ATI Stock Analysis — ATI Inc.
Sector: Industrials
AI Verdict
ATI trades at 37.5x next year's earnings, which is expensive for an industrial, but the 40.0% EPS growth forecast makes it cheap for the growth you're getting if their specialty materials moat holds up.
Competitive Moat
ATI specializes in advanced specialty materials like titanium and nickel-based alloys, supplying aerospace, defense, and energy sectors where qualification and switching costs are high.

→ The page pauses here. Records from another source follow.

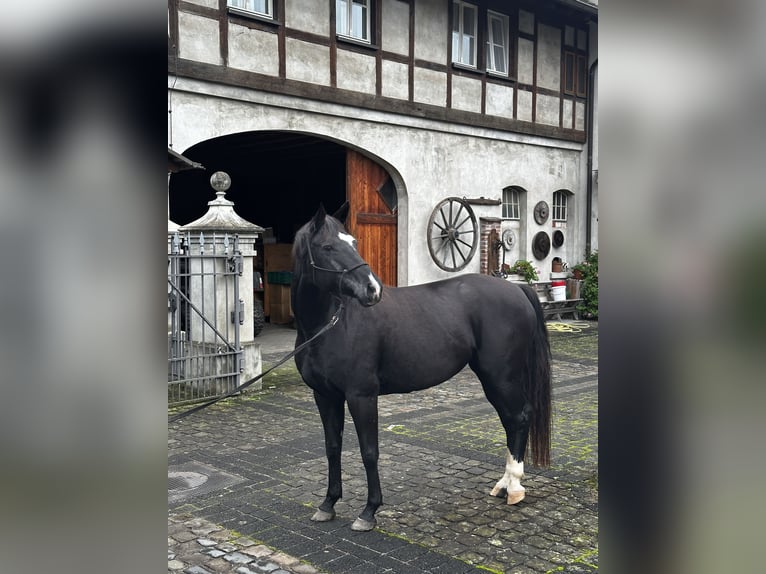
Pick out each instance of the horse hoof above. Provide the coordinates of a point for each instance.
(515, 497)
(362, 525)
(323, 516)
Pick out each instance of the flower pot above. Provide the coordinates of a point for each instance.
(515, 278)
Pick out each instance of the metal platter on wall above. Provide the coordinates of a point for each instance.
(509, 239)
(541, 212)
(541, 245)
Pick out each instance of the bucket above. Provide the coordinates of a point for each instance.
(558, 290)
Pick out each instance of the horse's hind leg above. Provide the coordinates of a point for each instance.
(333, 417)
(364, 411)
(515, 416)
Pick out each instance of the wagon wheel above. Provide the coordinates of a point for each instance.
(452, 234)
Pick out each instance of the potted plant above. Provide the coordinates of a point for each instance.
(525, 269)
(587, 271)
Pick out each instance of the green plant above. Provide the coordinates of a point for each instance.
(525, 269)
(589, 290)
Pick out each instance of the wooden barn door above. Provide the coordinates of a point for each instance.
(372, 214)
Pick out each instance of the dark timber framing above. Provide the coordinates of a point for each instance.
(280, 84)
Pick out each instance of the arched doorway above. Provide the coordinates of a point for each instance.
(280, 178)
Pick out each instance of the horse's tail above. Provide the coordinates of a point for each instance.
(538, 385)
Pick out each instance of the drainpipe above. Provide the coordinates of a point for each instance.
(589, 135)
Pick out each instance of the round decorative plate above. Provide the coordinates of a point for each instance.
(509, 239)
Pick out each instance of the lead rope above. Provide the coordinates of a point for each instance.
(246, 384)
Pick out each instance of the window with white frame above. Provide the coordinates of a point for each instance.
(559, 212)
(464, 24)
(263, 8)
(497, 43)
(352, 19)
(511, 203)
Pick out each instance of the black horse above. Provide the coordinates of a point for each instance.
(412, 338)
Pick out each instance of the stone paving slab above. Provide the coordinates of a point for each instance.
(442, 450)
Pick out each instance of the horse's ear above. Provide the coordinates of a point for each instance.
(318, 220)
(342, 213)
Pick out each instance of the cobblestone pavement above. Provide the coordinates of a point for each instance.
(246, 474)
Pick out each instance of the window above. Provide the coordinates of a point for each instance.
(560, 206)
(511, 203)
(497, 43)
(464, 24)
(352, 19)
(575, 74)
(259, 7)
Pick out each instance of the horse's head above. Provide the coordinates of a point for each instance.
(327, 253)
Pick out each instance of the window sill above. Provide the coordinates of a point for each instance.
(498, 75)
(467, 68)
(355, 42)
(252, 16)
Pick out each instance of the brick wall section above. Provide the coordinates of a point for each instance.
(487, 225)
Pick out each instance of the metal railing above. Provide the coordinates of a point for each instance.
(204, 316)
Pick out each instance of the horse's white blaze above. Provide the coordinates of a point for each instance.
(511, 481)
(347, 238)
(376, 285)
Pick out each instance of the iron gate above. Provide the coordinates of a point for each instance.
(204, 316)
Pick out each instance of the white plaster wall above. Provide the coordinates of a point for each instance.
(526, 61)
(206, 3)
(547, 110)
(355, 71)
(395, 80)
(431, 20)
(466, 94)
(499, 100)
(308, 15)
(429, 160)
(198, 38)
(566, 115)
(307, 62)
(253, 50)
(524, 106)
(548, 57)
(396, 27)
(430, 87)
(526, 22)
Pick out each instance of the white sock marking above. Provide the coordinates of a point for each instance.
(511, 481)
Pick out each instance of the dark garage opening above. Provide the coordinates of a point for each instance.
(278, 179)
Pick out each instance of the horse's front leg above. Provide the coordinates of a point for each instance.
(364, 411)
(333, 417)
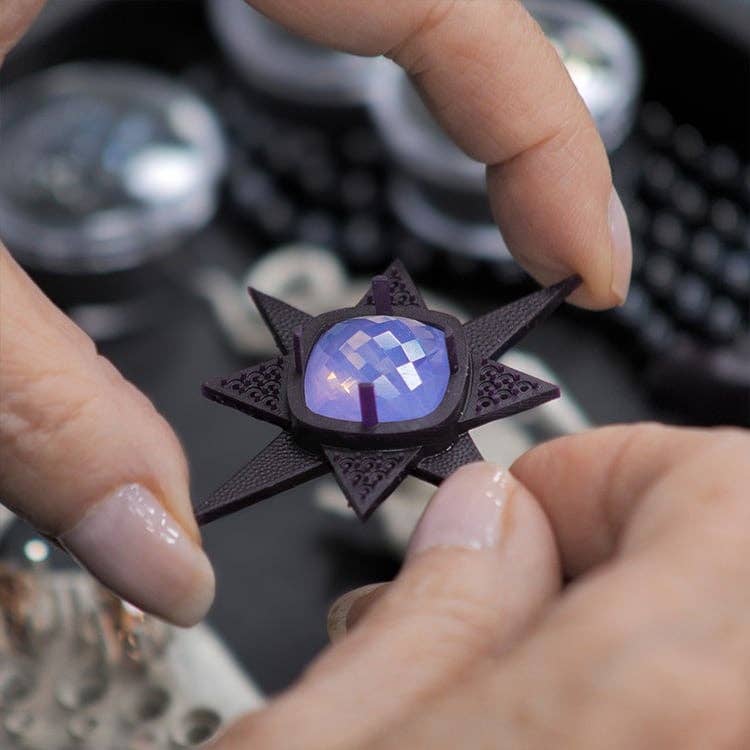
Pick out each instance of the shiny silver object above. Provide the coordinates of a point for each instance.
(105, 166)
(440, 192)
(80, 670)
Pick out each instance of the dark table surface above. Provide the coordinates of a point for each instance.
(281, 563)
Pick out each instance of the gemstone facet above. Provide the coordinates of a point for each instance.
(406, 361)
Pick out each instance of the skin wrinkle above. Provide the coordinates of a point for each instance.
(434, 17)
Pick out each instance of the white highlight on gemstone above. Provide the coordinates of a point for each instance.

Their long-term contracts and proprietary metallurgical expertise create barriers to entry for new competitors.
Summary
ATI stands out for its 40.0% forward EPS growth expectation, far outpacing most industrial peers.
Where It Stands
ATI returned 2.9% revenue growth last year, trades at 37.5x forward earnings versus a 20x sector median, and its trailing PEG ratio of 1.11 suggests the price is roughly in line with growth expectations.
Key Metrics
- Trailing P/E: 52.4x
- Forward P/E: 37.5x
- PEG Ratio: 1.11
- Earnings Growth: +0.4%
- Revenue Growth: +0.0%
- 52-Week High: $168.14
- 52-Week Low: $64.97
Analyst Consensus
14 Buy · 1 Hold · 0 Sell (15 analysts)
Bull Case
With analysts projecting 40.0% forward EPS growth, the 37.5x forward P/E looks justified if ATI delivers on those expectations.
Bear Case
If ATI's P/E were to compress to the industrials sector median of 20x, the stock would lose nearly half its multiple, risking a major valuation reset.
Catalyst to Watch
Watch for large aerospace contract wins or renewals, as these could confirm the durability of ATI's moat and support the high growth forecast.